Here’s a quick explanation for the BOP services. GS holdings use their F&B experience and know-how to manage franchises and undertake related BPO functions + recruitment, training, quality assurance services etc.

By outsourcing these services to GS, the outlets in China are able to

  • Provide their customers with high-quality products and services consistently
  • Tap on marketing leads and expand their customer base
  • Achieve cost savings in the procurement of products and services

Since its listing in 2016, GS’s profits have constantly been in the red. With the astute move by the management by moving to higher margin businesses, the profit turned green for the first time in 2019.

GS acquired Hao Kao Wei to be in the food court business and also further diversified into BOP services. GS leverages on its domain expertise in the F&B industry and translated it into a service-oriented business. This business requires low CAPEX and can provide more cash flow.

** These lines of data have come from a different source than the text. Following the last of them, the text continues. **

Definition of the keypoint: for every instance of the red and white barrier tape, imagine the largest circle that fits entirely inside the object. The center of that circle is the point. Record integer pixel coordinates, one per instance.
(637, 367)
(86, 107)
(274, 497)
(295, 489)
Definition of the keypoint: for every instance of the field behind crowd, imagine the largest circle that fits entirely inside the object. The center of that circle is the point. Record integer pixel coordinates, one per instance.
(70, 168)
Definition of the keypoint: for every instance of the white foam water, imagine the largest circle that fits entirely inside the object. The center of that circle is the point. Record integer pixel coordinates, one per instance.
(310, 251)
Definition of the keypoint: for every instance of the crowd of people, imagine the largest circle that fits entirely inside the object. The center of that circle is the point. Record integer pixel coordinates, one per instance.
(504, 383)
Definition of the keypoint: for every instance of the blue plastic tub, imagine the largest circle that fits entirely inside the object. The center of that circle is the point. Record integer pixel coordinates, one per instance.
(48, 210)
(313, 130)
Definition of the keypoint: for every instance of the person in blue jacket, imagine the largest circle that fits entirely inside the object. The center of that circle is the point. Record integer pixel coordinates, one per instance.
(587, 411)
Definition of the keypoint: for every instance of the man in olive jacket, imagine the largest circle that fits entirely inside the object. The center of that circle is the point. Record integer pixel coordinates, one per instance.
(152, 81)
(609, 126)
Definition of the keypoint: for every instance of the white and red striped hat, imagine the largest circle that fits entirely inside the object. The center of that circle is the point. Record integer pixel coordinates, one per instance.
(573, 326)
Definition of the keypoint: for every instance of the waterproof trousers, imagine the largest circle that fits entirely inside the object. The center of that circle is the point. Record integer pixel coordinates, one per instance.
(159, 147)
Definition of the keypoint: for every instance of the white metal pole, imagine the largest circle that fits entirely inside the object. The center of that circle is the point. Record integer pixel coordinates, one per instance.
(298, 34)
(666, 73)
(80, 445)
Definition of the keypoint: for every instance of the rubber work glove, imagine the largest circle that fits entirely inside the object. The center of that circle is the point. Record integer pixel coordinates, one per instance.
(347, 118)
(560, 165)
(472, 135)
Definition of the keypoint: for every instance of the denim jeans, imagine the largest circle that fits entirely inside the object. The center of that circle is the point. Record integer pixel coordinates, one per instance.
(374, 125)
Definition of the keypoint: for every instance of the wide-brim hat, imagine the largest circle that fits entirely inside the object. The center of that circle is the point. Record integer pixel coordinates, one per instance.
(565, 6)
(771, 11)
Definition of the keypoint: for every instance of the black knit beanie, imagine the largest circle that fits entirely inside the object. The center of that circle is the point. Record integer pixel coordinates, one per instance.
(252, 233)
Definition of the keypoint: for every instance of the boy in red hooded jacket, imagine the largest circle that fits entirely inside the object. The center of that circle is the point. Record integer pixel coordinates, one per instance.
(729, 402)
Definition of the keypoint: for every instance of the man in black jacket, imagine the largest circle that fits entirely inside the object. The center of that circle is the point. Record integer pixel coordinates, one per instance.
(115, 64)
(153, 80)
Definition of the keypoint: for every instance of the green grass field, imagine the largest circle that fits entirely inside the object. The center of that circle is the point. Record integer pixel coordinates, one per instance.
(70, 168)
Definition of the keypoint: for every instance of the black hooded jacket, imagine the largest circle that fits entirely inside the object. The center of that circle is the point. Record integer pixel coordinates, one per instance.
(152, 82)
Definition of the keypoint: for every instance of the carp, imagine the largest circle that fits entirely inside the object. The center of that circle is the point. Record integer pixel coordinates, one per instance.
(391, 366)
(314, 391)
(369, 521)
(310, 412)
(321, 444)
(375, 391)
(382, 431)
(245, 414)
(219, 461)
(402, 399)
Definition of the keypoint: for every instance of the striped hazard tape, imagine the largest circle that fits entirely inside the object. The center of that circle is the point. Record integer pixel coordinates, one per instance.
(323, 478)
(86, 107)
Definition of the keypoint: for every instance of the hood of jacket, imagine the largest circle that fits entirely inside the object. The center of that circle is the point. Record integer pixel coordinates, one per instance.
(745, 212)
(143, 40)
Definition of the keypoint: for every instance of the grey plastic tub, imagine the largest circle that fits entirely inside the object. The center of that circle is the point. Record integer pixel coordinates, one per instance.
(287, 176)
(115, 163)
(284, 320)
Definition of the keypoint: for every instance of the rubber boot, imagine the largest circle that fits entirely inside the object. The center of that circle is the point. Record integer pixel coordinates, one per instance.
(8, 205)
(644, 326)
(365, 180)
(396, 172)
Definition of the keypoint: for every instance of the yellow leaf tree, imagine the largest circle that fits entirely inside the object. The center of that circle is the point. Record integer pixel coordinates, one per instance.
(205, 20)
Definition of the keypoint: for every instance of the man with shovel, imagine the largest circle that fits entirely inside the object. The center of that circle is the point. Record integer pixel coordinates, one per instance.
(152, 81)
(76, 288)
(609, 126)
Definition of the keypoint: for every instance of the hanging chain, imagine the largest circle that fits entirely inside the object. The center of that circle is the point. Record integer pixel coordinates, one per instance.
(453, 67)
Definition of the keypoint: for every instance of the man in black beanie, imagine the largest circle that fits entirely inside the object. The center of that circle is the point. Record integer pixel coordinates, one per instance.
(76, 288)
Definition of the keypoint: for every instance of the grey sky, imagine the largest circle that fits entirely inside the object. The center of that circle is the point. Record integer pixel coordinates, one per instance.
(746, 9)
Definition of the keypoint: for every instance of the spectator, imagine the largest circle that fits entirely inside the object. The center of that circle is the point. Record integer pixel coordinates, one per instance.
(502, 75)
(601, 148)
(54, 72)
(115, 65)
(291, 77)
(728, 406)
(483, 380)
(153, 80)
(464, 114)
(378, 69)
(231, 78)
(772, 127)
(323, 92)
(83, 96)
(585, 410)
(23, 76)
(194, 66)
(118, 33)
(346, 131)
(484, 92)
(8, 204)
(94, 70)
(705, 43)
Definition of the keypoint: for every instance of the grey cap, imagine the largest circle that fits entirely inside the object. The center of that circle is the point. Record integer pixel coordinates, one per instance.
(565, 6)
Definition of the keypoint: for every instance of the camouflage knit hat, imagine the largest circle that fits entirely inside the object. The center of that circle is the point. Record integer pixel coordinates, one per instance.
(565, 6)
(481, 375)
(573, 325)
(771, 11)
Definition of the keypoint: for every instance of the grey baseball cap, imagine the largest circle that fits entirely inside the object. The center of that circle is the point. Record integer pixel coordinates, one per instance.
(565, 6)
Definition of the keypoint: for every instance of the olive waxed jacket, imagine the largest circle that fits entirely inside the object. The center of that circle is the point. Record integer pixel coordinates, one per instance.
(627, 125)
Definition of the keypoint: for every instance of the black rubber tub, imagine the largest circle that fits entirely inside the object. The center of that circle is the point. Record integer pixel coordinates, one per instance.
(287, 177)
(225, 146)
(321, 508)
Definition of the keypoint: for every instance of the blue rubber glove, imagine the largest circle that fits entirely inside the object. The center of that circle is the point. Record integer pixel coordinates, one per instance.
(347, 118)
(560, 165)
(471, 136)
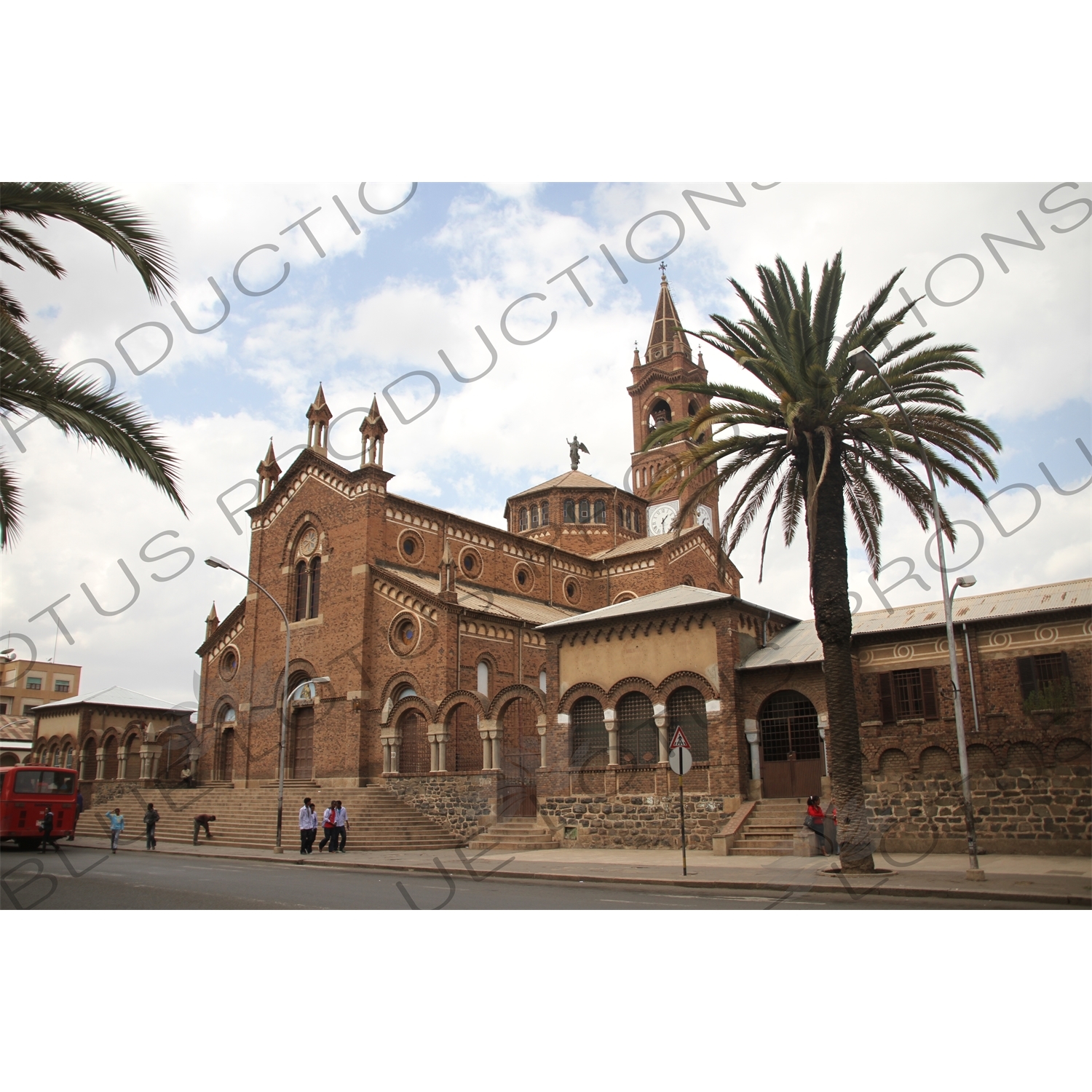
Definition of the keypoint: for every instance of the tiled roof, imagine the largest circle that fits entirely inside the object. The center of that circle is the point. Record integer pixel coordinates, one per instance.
(683, 596)
(484, 600)
(17, 727)
(113, 696)
(570, 480)
(799, 644)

It is low risk and a potential cash cow for the company.

GS Holdings last closed at $0.725, which values it at a trailing P/E of 42.7x and does not offer any dividends.

#3 JEP Holdings

JEP provides precision machining and engineering services with a primary focus on the aerospace industry. It also has operations in Oil & Gas and semiconductor industries. The group is headquartered in Singapore and has 4 manufacturing locations here.

According to its latest half-yearly report, JEP’s revenue increased by 2.4% to $44 million while its net profit turned the corner and came at a positive $3 million. This came on the back of lower COGS and administrative expenses which also resulted in an admirable free cash flow of $5.8 million.

JEP’s focus on aerospace is one of the main factors for investing in the company. There is a huge global backlog for aircraft deliveries to around 10 years, and there is a massive search for capacity.

Another positive factor is the turnaround of the management team. With UMS’ CEO taking over and shifting labour intensive work to Malaysia, JEP is seeing a pickup of its financial standing.

In short, these two positive factors will likely drive JEP’s business in the future. JEP last closed at 0.235, giving it a trailing P/E of 16.9x with no dividend payouts.